Юра немного расслабляется.
Андрей встает.
— Сейчас я должен уйти. Твои мама и папа скоро будут здесь.
— Но завтра вы вернетесь?
— Да.
— Обещаете?
— Обещаю.
— Это значит, вы должны сделать то, что сказали. У вас дома есть мальчик?
— Да, у меня дома есть мальчик.
— Как его зовут?
— Коля.
— Коля. А он старше или младше меня?
— Старше. Ему шестнадцать.
— И он ваш единственный сын?
— Он живет с нами, и я отношусь к нему, как к родному сыну, но по-настоящему он младший брат моей жены.
— О, — внезапно оживляясь, говорит Юра. — Так, значит, у вас нет сына.
— Я считаю Колю своим сыном.
— Но по правде нет, — заключает Юра с непонятным удовлетворением. Румянец вернулся на его щеки. Если не знать, то в жизни не догадаешься, что мальчику только что сообщили о предстоящей ему ампутации.
8
— Значит, операцию уже сделали? — спрашивает Анна.
— Да. Что ты шьешь?
Анна оставила попытки прятать платье от Андрея. Иначе она просто не успеет его дошить, к тому же теперь все это кажется неважным.
— Вот, как видишь. Свой бальный наряд.
— Ах да, бал.
Он выглядит смертельно уставшим.
— Ужин будет готов через час. Может, пока выпьешь чаю?
— А у нас не осталось «Столичной»?
Замешкавшись на мгновение, она просто отвечает:
— Да, думаю, там еще почти полбутылки.
Обычно они открывают водку, только когда к ним приходят гости. Аня наливает пятьдесят граммов на донышко стакана, и Андрей опрокидывает его одним махом. Она вскидывает брови. Он кивает, и она наливает еще. На этот раз он не торопится выпить, медленно вращая водку в стакане.
— Спасибо, мне достаточно, — говорит он. — Можешь убирать.
Она ставит бутылку на стол. В голове проносятся мысли: «На тебя это не похоже. Наверное, у тебя был плохой день», но она отметает их и с улыбкой произносит:
— Платье почти готово. Хочешь, я примерю, а ты посмотришь?
— Да.
Она подхватывает платье в охапку и спешит в Колину комнату.

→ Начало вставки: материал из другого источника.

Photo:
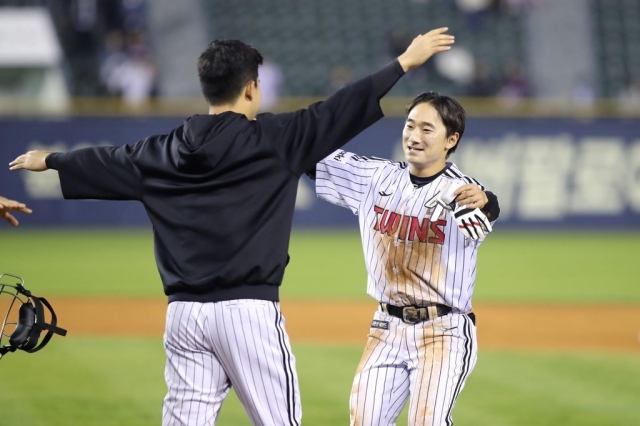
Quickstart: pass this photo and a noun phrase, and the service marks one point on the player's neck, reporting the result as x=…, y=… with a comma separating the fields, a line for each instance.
x=238, y=108
x=427, y=170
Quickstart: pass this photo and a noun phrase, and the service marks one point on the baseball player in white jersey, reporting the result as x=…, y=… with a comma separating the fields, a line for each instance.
x=421, y=224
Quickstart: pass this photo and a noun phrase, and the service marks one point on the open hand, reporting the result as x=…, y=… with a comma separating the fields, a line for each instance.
x=424, y=46
x=7, y=205
x=32, y=160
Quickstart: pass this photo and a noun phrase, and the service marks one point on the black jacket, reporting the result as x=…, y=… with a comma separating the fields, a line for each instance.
x=220, y=190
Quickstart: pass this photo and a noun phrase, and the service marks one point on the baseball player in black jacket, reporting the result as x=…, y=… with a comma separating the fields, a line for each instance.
x=220, y=192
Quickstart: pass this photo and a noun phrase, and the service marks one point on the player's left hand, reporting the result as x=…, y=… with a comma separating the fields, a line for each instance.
x=7, y=205
x=471, y=196
x=472, y=222
x=32, y=160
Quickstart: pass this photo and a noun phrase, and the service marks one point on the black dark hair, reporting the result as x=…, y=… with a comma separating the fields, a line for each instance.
x=224, y=69
x=451, y=113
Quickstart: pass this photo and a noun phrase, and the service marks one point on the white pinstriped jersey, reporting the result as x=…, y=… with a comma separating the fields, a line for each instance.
x=410, y=260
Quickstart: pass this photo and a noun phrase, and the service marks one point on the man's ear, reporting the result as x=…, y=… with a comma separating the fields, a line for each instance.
x=452, y=141
x=249, y=90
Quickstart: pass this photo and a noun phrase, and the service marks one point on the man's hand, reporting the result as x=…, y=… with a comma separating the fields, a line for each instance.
x=472, y=222
x=471, y=196
x=442, y=201
x=32, y=160
x=424, y=46
x=8, y=205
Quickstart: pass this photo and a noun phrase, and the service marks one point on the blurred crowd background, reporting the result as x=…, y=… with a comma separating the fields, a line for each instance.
x=576, y=52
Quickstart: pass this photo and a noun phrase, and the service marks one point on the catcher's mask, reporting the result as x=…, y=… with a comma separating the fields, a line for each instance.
x=24, y=331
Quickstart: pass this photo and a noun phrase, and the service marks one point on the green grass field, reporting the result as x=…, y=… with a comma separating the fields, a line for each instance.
x=100, y=381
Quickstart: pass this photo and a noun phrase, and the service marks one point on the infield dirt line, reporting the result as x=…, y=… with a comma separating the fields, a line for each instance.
x=500, y=326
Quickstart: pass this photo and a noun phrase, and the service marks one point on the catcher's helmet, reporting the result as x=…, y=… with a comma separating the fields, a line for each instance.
x=24, y=331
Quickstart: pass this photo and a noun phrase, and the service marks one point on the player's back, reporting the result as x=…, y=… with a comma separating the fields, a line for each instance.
x=221, y=202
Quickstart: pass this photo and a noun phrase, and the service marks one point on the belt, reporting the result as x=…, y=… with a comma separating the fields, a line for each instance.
x=416, y=314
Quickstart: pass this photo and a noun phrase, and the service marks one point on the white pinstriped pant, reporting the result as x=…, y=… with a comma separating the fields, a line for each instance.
x=213, y=346
x=428, y=363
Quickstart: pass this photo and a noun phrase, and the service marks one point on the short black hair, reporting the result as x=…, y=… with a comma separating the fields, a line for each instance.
x=451, y=113
x=225, y=67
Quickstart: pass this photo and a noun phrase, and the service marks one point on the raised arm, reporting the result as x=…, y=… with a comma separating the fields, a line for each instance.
x=304, y=137
x=101, y=173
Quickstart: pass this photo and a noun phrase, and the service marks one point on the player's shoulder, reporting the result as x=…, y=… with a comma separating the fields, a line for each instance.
x=453, y=172
x=345, y=157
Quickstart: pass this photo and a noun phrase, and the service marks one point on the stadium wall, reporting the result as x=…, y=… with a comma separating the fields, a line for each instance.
x=547, y=172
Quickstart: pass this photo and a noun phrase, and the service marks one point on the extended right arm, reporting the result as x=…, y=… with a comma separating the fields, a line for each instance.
x=102, y=173
x=306, y=136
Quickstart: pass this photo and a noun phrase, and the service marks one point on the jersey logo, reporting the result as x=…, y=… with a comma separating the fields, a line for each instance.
x=384, y=325
x=409, y=228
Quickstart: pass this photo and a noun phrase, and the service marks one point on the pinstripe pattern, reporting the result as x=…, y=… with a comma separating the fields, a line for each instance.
x=402, y=270
x=213, y=346
x=410, y=261
x=429, y=361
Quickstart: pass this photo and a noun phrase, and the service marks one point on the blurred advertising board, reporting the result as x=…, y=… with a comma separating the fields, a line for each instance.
x=547, y=173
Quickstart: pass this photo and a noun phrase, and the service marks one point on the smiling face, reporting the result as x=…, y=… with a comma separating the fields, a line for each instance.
x=425, y=141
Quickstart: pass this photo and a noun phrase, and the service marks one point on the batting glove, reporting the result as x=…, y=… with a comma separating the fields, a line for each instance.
x=444, y=200
x=472, y=222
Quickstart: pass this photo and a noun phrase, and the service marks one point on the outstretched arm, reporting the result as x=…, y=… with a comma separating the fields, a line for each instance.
x=7, y=205
x=100, y=173
x=304, y=137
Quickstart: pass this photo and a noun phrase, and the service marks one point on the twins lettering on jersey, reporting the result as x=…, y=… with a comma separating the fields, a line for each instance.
x=409, y=228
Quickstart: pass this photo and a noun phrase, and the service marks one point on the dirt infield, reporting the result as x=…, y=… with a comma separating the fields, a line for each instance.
x=500, y=326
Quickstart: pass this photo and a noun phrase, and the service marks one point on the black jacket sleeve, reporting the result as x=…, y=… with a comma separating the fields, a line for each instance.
x=100, y=173
x=492, y=208
x=304, y=137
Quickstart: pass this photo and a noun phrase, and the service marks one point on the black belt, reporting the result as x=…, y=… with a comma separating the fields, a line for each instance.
x=414, y=314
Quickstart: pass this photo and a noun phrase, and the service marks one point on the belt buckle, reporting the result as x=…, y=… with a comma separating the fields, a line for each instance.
x=410, y=315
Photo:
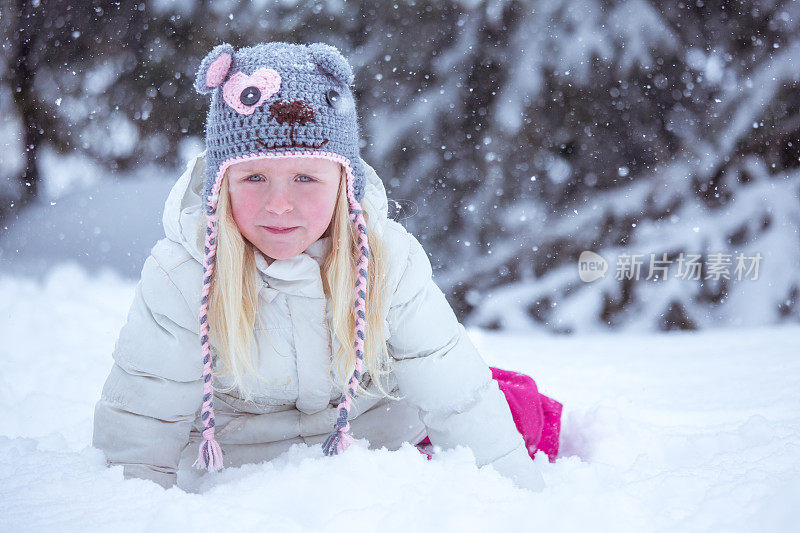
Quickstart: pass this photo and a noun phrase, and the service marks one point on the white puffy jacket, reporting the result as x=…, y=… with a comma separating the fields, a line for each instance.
x=147, y=418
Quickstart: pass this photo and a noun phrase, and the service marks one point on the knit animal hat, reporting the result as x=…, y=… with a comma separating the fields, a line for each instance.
x=279, y=100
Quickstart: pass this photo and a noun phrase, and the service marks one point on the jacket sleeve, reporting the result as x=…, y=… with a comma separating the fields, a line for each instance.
x=154, y=390
x=440, y=371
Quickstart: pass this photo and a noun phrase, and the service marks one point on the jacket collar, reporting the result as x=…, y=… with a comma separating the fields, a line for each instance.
x=184, y=222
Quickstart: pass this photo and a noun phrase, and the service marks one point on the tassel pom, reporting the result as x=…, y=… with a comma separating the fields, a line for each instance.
x=210, y=454
x=338, y=441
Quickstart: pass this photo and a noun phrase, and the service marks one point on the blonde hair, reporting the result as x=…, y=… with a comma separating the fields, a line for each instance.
x=233, y=299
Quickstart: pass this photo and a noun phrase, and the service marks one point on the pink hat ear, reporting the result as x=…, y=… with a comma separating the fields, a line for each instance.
x=218, y=69
x=214, y=68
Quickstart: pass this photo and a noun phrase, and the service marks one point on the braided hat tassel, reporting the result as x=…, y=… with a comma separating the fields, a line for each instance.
x=210, y=454
x=340, y=439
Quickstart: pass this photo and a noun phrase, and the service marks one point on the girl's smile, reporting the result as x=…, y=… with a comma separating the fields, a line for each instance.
x=283, y=205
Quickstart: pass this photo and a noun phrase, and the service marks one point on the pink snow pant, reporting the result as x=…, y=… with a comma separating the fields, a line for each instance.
x=538, y=418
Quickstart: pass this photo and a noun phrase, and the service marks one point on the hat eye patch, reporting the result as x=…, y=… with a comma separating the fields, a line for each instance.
x=245, y=93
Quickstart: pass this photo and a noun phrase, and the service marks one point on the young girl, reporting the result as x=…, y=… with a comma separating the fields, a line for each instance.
x=285, y=307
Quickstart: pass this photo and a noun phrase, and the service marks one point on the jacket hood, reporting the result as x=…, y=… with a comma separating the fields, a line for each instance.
x=184, y=218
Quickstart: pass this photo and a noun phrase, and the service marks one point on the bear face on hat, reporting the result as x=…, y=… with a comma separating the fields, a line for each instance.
x=277, y=100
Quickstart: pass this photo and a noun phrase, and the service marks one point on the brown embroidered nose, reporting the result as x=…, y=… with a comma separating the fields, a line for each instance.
x=292, y=111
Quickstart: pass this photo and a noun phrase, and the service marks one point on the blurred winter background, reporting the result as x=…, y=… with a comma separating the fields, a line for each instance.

— Почему бы тебе не переодеться здесь?
— Тогда не получится сюрприза.
— Но мне нравится смотреть, как ты раздеваешься.
— Знаю, что нравится. Допивай свою водку, я выйду через минуту.
Ткань все еще пахнет новым текстилем, хотя столько лет пролежала в чемодане. Она стягивает с себя юбку и свитерок, осторожно продевает голову и руки и втискивается в платье. На секунду ее охватывает паника: платье вышло слишком узким, но Аня тут же понимает, что оно просто перекрутилось в талии. Она тщательно расправляет его. Верх плотно облегает фигуру и подчеркивает талию, а юбка достаточно пышная, как она и надеялась. Она покачивает бедрами из стороны в сторону, и юбка раздувается колоколом. Превосходно! Аня пальцами взбивает волосы. К нему обязательно нужна нижняя юбка, яркая помада, тонкие чулки и туфли на высоком каблуке. Но ничего страшного, общая идея Андрюше и так будет ясна.
Ткань приятно скользит по ногам, пока она идет к двери.
— Ну вот. Как тебе мое платье?
Он поднимает стакан, жестом показывая, что пьет за нее, выпивает и говорит:
— Чудесное! Ты выглядишь чудесно. Иди сюда.